Thailand: Soldiers killed and beheaded in troubled south
Bangkok, 20 Feb. (AKI) – Two soldiers were killed and later beheaded on Friday in an ambush believed to have been carried out by Muslim separatists in southern Thailand. Police said the soldiers were shot dead on their motorcycles as they guarded teachers at a school in Yala, one of the three southern predominantly Muslim provinces at the centre of a long-running insurgency.
"At least 10 gunmen using army weapons ambushed the group, killing two soldiers," a police official said. "Then they beheaded them and took away their guns and bullet-proof jackets."
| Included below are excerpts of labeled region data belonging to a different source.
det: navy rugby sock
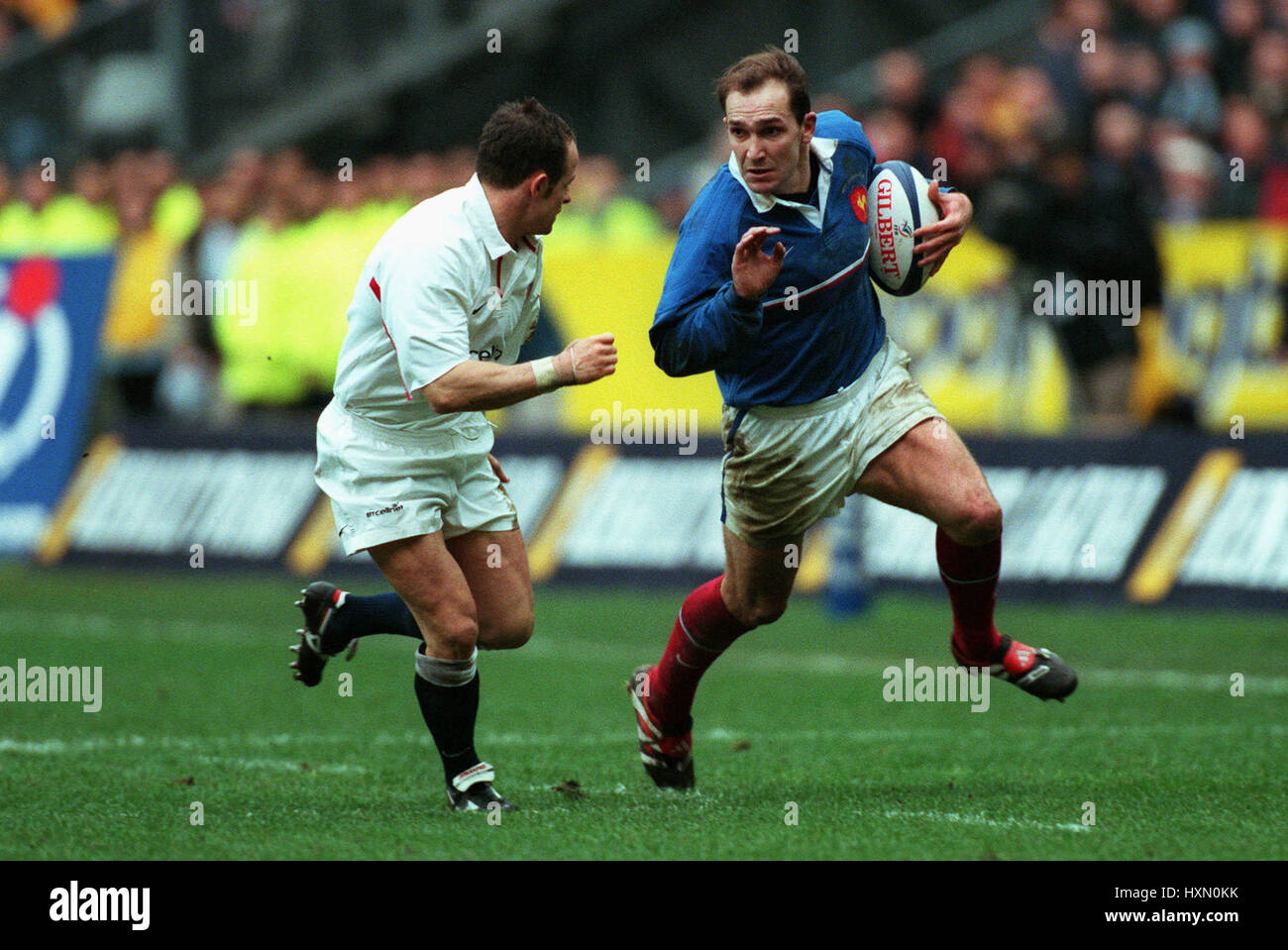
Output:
[326,590,421,644]
[416,645,480,784]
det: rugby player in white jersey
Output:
[630,49,1077,788]
[291,99,617,811]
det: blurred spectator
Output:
[1248,25,1288,121]
[976,129,1162,430]
[1158,17,1221,137]
[99,186,181,414]
[1156,130,1221,224]
[1216,0,1265,94]
[1212,95,1270,218]
[875,49,936,136]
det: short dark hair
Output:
[716,47,810,122]
[474,98,575,188]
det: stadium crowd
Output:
[0,0,1288,417]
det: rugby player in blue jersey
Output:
[630,48,1077,788]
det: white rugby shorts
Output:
[721,336,943,549]
[313,400,519,555]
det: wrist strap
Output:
[532,357,559,388]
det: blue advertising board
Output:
[0,255,113,555]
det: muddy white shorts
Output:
[313,400,519,555]
[721,337,943,547]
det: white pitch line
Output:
[197,756,368,775]
[0,722,1288,756]
[881,808,1092,831]
[0,607,1288,696]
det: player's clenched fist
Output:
[731,228,787,300]
[555,334,617,385]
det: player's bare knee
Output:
[728,597,787,628]
[954,494,1002,547]
[425,616,480,657]
[480,609,535,650]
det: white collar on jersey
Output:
[464,173,538,260]
[729,137,836,231]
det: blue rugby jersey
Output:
[649,112,886,408]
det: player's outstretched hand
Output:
[731,227,787,300]
[555,334,617,385]
[486,452,510,485]
[912,179,975,276]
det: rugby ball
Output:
[868,159,939,297]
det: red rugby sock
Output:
[645,575,748,727]
[935,528,1002,662]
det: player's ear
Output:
[802,112,818,146]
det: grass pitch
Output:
[0,565,1288,860]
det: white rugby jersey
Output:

No-one claimed responsibility for the killings, the latest in a violent campaign which has killed more than 3,500 people since January 2004.
Earlier this month, two paramilitary police were shot dead and decapitated in the region and last week three policemen were killed in a bomb attack.
Yala is the southernmost province of Thailand and was part of a Muslim sultanate until annexed by predominantly Buddhist Thailand a century ago.
Tensions have simmered in the region since Thailand annexed the mainly Malay sultanate in 1902.
The sultanate includes Yala, Narathiwat and Pattani, which have a Muslim majority in the Buddhist country.
Demands by Thai Muslims include the introduction of Islamic law and making ethnic Pattani Malay (Yawi) a working language in the region, as well as the improvement of the local economy and education system.